Google doesn’t provide the number of actual searches. Instead, it uses a scale of up to 100, which indicates a peak.
But people aren’t just searching for vacation spots, they’re booking them too, according to Henry Harteveldt, a travel industry analyst at Atmosphere Research Group. “It’s basically COVID revenge travel,” he said. “We’re sick and tired of being stuck at home. As more people are vaccinated, they’re taking to the roads and skies, and hotels are benefiting.”
U.S. hotel profits, excluding operating expenses, per room in February hit their highest level since the coronavirus outbreak, according to hotel market research firm STR. And five-star hotels and resorts appear to be the main beneficiaries.
The trend aligns with recent spikes in the purchase of airline tickets. American Airlines recently said that its bookings are at 90% of pre-pandemic averages. And last week, Delta became the last airline to announce plans to stop blocking middle seats on flights—a policy introduced during the pandemic—to accommodate more passengers per flight.
But hotels and resorts are likely seeing a much bigger bump than the airlines, Harteveldt said.
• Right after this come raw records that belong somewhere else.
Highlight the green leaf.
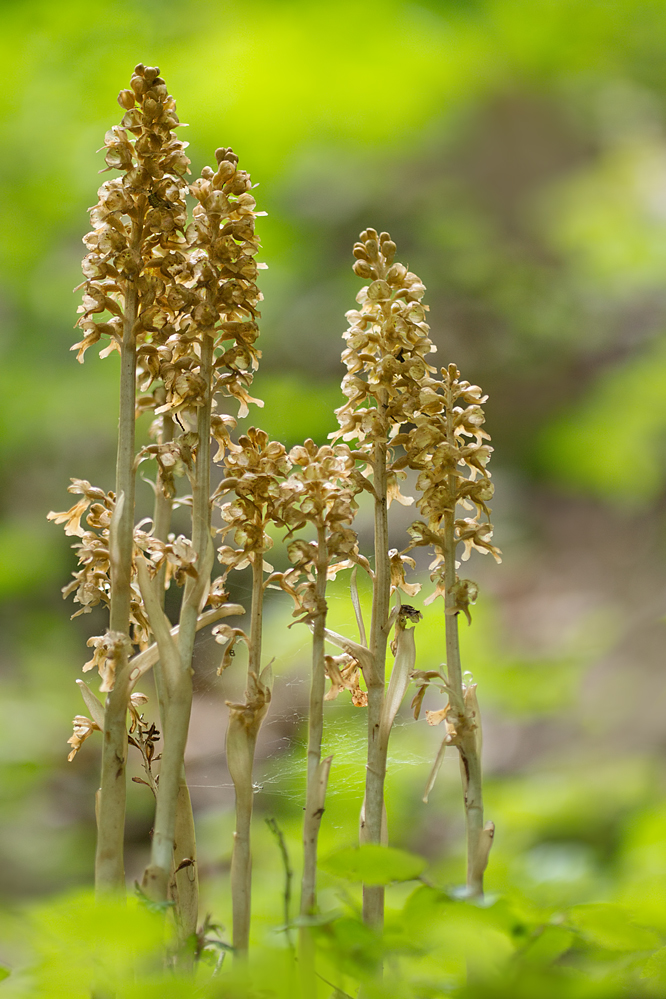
[522,926,574,964]
[322,843,427,885]
[641,947,666,985]
[569,903,659,951]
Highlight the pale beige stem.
[144,335,213,908]
[444,380,492,898]
[361,438,391,928]
[227,551,264,960]
[153,414,201,941]
[95,219,142,894]
[298,524,332,989]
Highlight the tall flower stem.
[153,413,199,940]
[299,524,332,984]
[95,217,142,894]
[144,334,213,908]
[227,551,264,959]
[361,432,391,927]
[443,376,494,898]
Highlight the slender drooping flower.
[214,427,290,958]
[396,364,501,896]
[50,65,261,938]
[274,440,359,976]
[333,229,436,925]
[52,65,189,891]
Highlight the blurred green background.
[0,0,666,968]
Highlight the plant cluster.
[49,65,499,995]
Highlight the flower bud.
[118,90,136,111]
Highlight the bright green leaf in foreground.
[322,843,427,885]
[570,902,659,951]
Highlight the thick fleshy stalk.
[299,524,332,986]
[95,218,142,893]
[153,413,199,942]
[142,335,213,908]
[361,434,391,927]
[227,551,264,959]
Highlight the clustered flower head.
[276,440,359,622]
[72,64,190,361]
[216,427,290,576]
[395,364,501,617]
[75,65,262,444]
[332,229,436,447]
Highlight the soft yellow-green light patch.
[548,139,666,299]
[239,372,344,447]
[540,337,666,509]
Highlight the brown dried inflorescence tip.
[332,229,436,448]
[72,64,190,361]
[395,364,501,618]
[216,427,290,577]
[275,440,359,623]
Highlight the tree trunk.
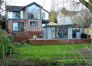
[79,0,92,13]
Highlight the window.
[13,12,20,19]
[58,27,68,38]
[28,5,41,19]
[42,13,45,18]
[13,22,24,31]
[72,28,80,38]
[30,21,38,30]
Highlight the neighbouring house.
[6,2,49,39]
[43,11,84,39]
[6,2,91,44]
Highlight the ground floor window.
[13,22,24,31]
[58,27,68,38]
[30,21,38,30]
[72,28,80,38]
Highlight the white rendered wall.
[68,27,72,39]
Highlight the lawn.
[14,44,89,60]
[5,44,92,66]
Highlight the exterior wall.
[8,20,42,39]
[57,12,73,25]
[68,27,72,39]
[42,10,49,20]
[84,28,92,39]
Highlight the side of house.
[7,2,49,39]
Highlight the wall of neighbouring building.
[84,28,92,39]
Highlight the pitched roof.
[6,2,49,13]
[25,2,43,8]
[24,2,49,13]
[6,5,24,11]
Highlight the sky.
[6,0,51,11]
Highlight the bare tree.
[79,0,92,13]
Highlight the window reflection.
[28,5,41,19]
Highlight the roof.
[24,2,43,8]
[24,2,49,13]
[6,2,49,13]
[47,22,57,26]
[6,5,24,11]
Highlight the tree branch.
[79,0,92,13]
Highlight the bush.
[0,30,14,58]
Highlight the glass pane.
[28,5,41,19]
[13,23,18,31]
[13,22,24,31]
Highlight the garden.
[0,30,92,66]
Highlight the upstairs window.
[30,21,38,30]
[27,5,41,20]
[42,13,45,18]
[13,22,24,31]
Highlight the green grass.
[6,44,92,66]
[15,44,89,60]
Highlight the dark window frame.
[12,22,24,32]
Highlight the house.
[6,2,49,39]
[44,11,84,39]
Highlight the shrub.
[0,30,14,58]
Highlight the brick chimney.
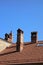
[5,32,12,43]
[16,29,23,52]
[31,32,37,43]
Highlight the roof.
[0,41,43,65]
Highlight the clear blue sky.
[0,0,43,42]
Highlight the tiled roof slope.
[0,42,43,65]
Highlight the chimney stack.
[31,32,37,43]
[16,29,23,52]
[5,32,12,43]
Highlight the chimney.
[16,29,23,52]
[5,33,9,41]
[8,31,12,42]
[31,32,37,43]
[5,32,12,43]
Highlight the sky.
[0,0,43,42]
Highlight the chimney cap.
[17,28,23,33]
[31,31,38,34]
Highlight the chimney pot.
[16,29,23,52]
[31,32,37,43]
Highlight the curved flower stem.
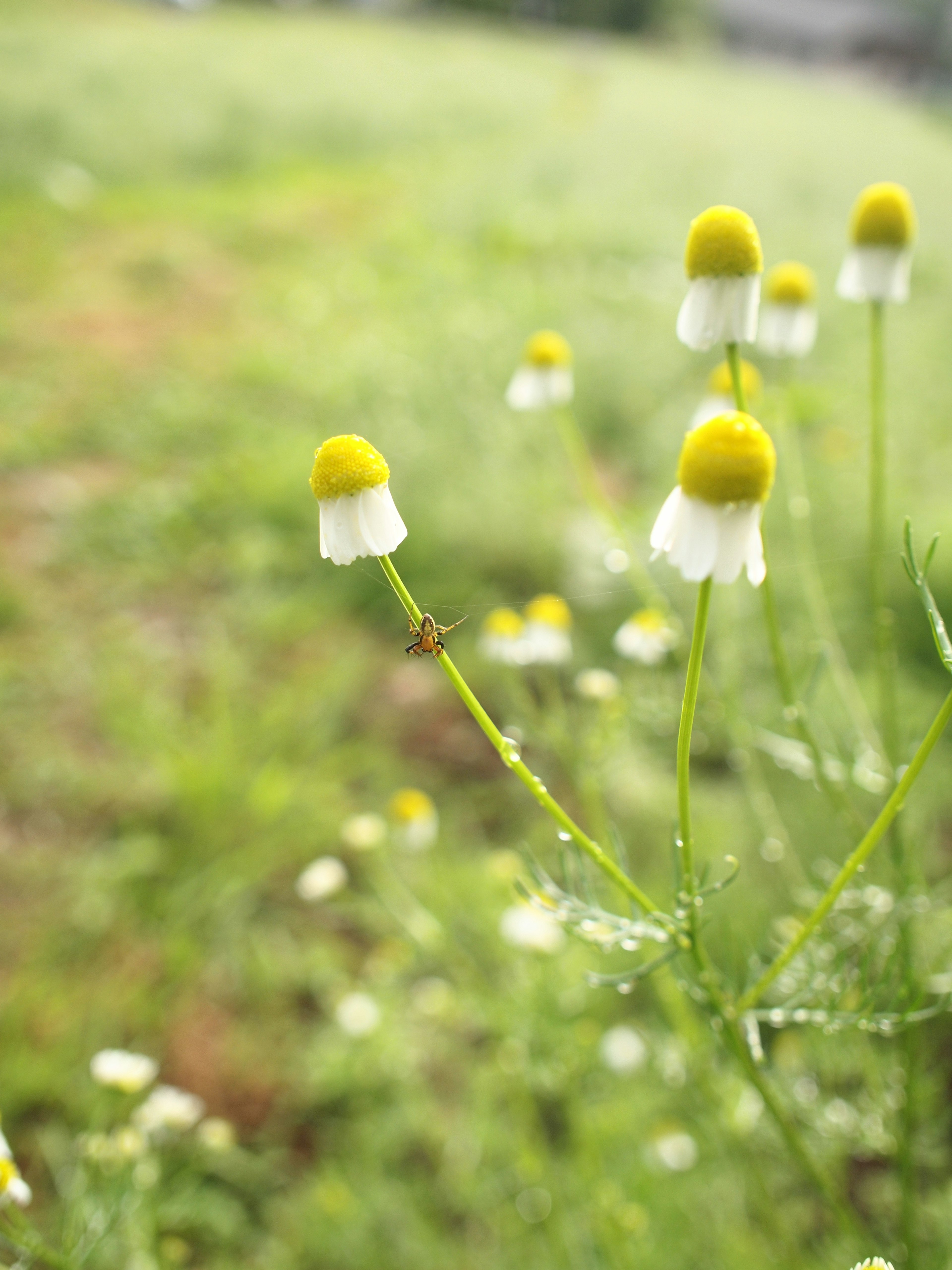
[378,555,660,913]
[555,405,670,613]
[738,692,952,1014]
[760,541,866,833]
[678,578,713,914]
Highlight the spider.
[406,613,470,657]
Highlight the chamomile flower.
[390,789,439,851]
[0,1129,33,1208]
[311,434,406,564]
[612,608,680,666]
[678,207,764,350]
[505,330,575,410]
[651,410,777,587]
[757,260,817,357]
[524,594,572,666]
[478,608,531,666]
[836,180,917,305]
[89,1049,159,1093]
[689,358,764,428]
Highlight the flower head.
[836,180,918,304]
[89,1049,159,1093]
[390,786,439,851]
[612,608,680,666]
[651,410,777,587]
[524,594,572,666]
[689,358,764,428]
[678,207,764,349]
[311,433,406,564]
[757,260,817,357]
[295,856,347,903]
[505,330,575,410]
[480,608,529,666]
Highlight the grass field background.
[0,0,952,1270]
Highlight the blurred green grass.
[0,2,952,1270]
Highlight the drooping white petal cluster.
[651,485,767,587]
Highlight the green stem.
[738,692,952,1012]
[869,301,899,770]
[555,405,670,613]
[678,578,713,899]
[760,532,866,833]
[727,343,748,414]
[378,555,660,913]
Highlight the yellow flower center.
[522,330,572,370]
[707,358,764,401]
[628,608,668,635]
[684,207,764,278]
[390,787,435,822]
[526,596,572,631]
[482,608,523,639]
[678,410,777,503]
[849,180,917,246]
[311,433,390,499]
[764,260,816,305]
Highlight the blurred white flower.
[505,330,575,410]
[295,856,347,903]
[575,667,622,701]
[132,1084,204,1134]
[89,1049,159,1093]
[654,1129,698,1174]
[340,812,387,851]
[334,992,380,1036]
[612,608,680,666]
[599,1024,647,1076]
[524,594,572,666]
[390,787,439,851]
[195,1115,237,1151]
[499,904,565,952]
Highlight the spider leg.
[437,613,470,635]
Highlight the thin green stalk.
[760,535,866,833]
[378,555,660,913]
[678,578,713,899]
[779,391,885,754]
[727,343,748,414]
[555,405,670,613]
[738,692,952,1014]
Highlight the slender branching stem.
[738,692,952,1012]
[380,555,660,913]
[678,578,713,904]
[555,405,670,613]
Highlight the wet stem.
[378,555,660,913]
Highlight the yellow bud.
[522,330,572,368]
[526,594,572,631]
[678,410,777,503]
[311,433,390,499]
[849,180,917,246]
[482,608,523,639]
[707,358,764,401]
[764,260,816,305]
[684,207,764,278]
[390,787,435,822]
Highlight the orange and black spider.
[406,613,470,657]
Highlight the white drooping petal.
[757,304,819,357]
[651,485,767,587]
[688,395,735,432]
[677,273,760,352]
[319,483,406,564]
[505,366,575,410]
[836,246,913,305]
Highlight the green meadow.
[0,0,952,1270]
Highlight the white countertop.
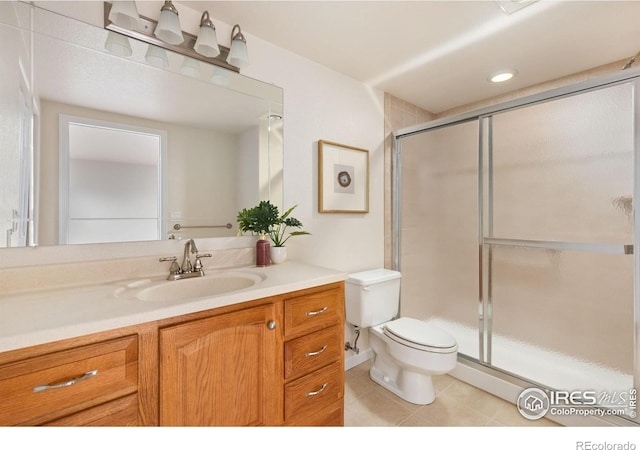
[0,261,347,352]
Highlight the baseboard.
[344,348,373,371]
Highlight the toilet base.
[369,355,436,405]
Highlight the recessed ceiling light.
[489,70,518,83]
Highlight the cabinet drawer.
[44,394,139,427]
[284,326,344,379]
[284,288,344,337]
[0,336,138,425]
[285,399,344,427]
[284,363,344,421]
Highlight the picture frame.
[318,140,369,213]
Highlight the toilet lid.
[384,317,457,352]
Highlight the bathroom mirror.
[0,2,283,248]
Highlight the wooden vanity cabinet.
[0,282,344,426]
[0,336,139,426]
[160,304,280,426]
[159,283,344,426]
[284,284,344,426]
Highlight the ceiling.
[181,0,640,114]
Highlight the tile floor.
[344,360,559,427]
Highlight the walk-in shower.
[393,67,640,423]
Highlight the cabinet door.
[160,305,282,426]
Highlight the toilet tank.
[345,269,401,328]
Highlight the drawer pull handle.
[33,370,98,393]
[304,345,327,358]
[304,306,329,316]
[304,383,329,397]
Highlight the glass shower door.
[398,120,479,358]
[481,82,635,414]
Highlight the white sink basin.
[135,271,264,302]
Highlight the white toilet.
[345,269,458,405]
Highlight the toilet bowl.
[345,269,458,405]
[369,317,458,405]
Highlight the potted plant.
[237,200,311,266]
[237,200,279,267]
[268,205,311,264]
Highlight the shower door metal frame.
[391,65,640,423]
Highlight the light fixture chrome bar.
[484,238,633,255]
[104,2,240,72]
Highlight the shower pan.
[392,71,640,424]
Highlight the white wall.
[243,35,384,272]
[27,2,384,272]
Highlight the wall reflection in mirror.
[0,2,283,247]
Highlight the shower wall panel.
[400,121,479,353]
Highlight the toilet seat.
[383,317,458,353]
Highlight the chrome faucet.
[160,239,211,280]
[180,239,198,273]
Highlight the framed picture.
[318,141,369,213]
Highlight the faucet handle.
[160,256,180,276]
[193,253,212,275]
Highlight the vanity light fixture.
[489,70,518,83]
[227,24,249,69]
[193,11,220,58]
[153,0,184,45]
[104,1,242,72]
[180,57,200,78]
[109,1,140,30]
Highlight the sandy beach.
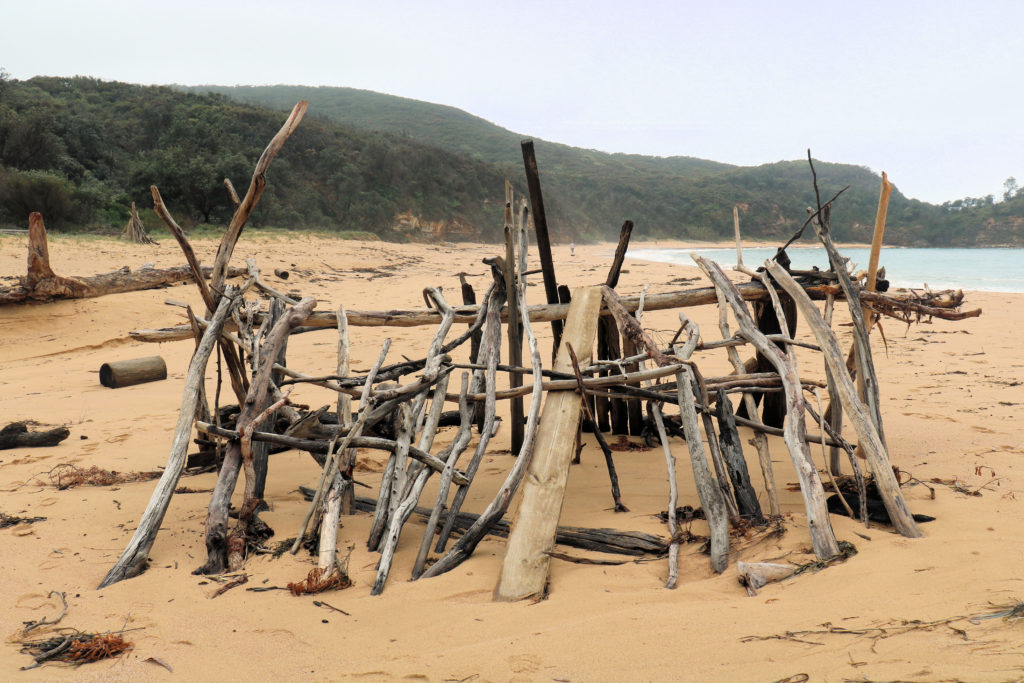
[0,232,1024,681]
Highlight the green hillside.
[0,78,504,238]
[189,85,1007,245]
[0,70,1024,246]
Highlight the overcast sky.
[0,0,1024,203]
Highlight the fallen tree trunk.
[0,212,246,303]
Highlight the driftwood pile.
[40,102,978,600]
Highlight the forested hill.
[0,70,1024,246]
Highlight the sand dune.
[0,233,1024,681]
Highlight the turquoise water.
[628,247,1024,292]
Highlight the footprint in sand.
[442,589,493,602]
[14,593,60,610]
[507,654,541,674]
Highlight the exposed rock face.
[391,211,480,240]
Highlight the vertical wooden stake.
[521,140,562,349]
[495,287,601,600]
[504,180,524,453]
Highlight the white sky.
[0,0,1024,203]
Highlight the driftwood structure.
[61,109,980,600]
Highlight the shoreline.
[0,232,1024,681]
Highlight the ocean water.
[627,247,1024,292]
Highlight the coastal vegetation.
[0,73,1024,247]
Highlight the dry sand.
[0,234,1024,681]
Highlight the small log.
[495,287,601,600]
[690,253,840,560]
[99,355,167,389]
[0,422,71,451]
[98,288,239,588]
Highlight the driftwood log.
[0,422,71,451]
[99,288,239,588]
[690,254,840,560]
[99,355,167,389]
[768,262,923,539]
[495,287,601,600]
[130,276,981,343]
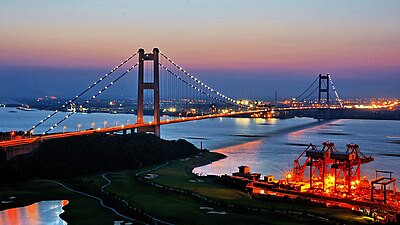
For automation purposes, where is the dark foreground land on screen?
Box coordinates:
[0,135,380,225]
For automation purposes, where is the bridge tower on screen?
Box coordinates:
[137,48,160,137]
[318,73,330,119]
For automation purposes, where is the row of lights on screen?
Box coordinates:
[159,63,236,107]
[28,52,138,134]
[60,119,131,135]
[43,62,139,135]
[160,52,240,105]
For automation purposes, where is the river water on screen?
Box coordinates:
[0,108,400,178]
[0,200,68,225]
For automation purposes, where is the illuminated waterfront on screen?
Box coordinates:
[0,108,400,178]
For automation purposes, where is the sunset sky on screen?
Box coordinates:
[0,0,400,99]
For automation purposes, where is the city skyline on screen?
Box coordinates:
[0,1,400,98]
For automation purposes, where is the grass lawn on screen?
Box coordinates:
[131,152,371,224]
[102,171,318,224]
[0,180,128,225]
[0,152,376,225]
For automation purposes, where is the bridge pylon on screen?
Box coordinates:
[318,73,330,119]
[137,48,160,137]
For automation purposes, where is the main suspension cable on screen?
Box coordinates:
[26,52,138,134]
[43,62,139,135]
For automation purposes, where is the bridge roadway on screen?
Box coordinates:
[0,109,287,150]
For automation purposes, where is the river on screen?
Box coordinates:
[0,108,400,178]
[0,200,68,225]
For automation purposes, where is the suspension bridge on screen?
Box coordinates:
[0,48,343,159]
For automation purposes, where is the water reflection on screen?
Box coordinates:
[0,200,68,225]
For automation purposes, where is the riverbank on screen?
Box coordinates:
[0,149,376,224]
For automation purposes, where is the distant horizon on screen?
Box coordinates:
[0,0,400,99]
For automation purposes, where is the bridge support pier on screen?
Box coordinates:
[318,73,330,119]
[137,48,160,137]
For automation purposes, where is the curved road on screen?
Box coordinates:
[49,181,146,224]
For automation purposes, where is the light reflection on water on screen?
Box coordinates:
[0,108,400,182]
[0,200,68,225]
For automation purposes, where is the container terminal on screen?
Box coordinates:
[220,142,400,223]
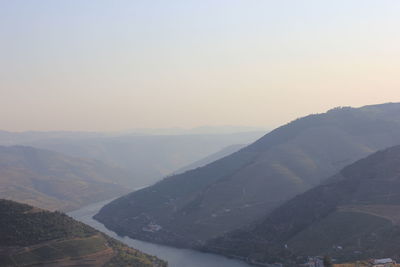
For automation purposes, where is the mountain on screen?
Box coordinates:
[20,132,265,187]
[174,144,246,174]
[0,146,132,211]
[0,200,167,267]
[95,104,400,247]
[206,146,400,266]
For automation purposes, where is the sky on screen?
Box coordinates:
[0,0,400,131]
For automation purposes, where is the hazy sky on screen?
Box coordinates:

Pre-pandemic, the number of leisure stays at hotels outnumbered the number of leisure flights, with 55% of U.S. adults taking one flight per year compared to 80% who stay at a hotel, Atmosphere Research shows. But since the outbreak of the coronavirus, even more people have been willing to take road trips to and book stays at hotels, resorts, or with home-rental services like Airbnb.
Because of the rising demand, hotels in popular vacation spots like Hawaii and Mexico have been able to charge more than they did even pre-pandemic, Harteveldt said. And nearly all travel is being driven by leisure trips instead of business.
“When we think about a weekend getaway…we tend to want to indulge ourselves,” he said. “And a lot of people saved their money during the pandemic.”
Harteveldt said he expects the surge in leisure travel to continue as more cities loosen their restrictions. He also expects business travel to kick up in the fall, but not return to pre-pandemic for at least a couple of years.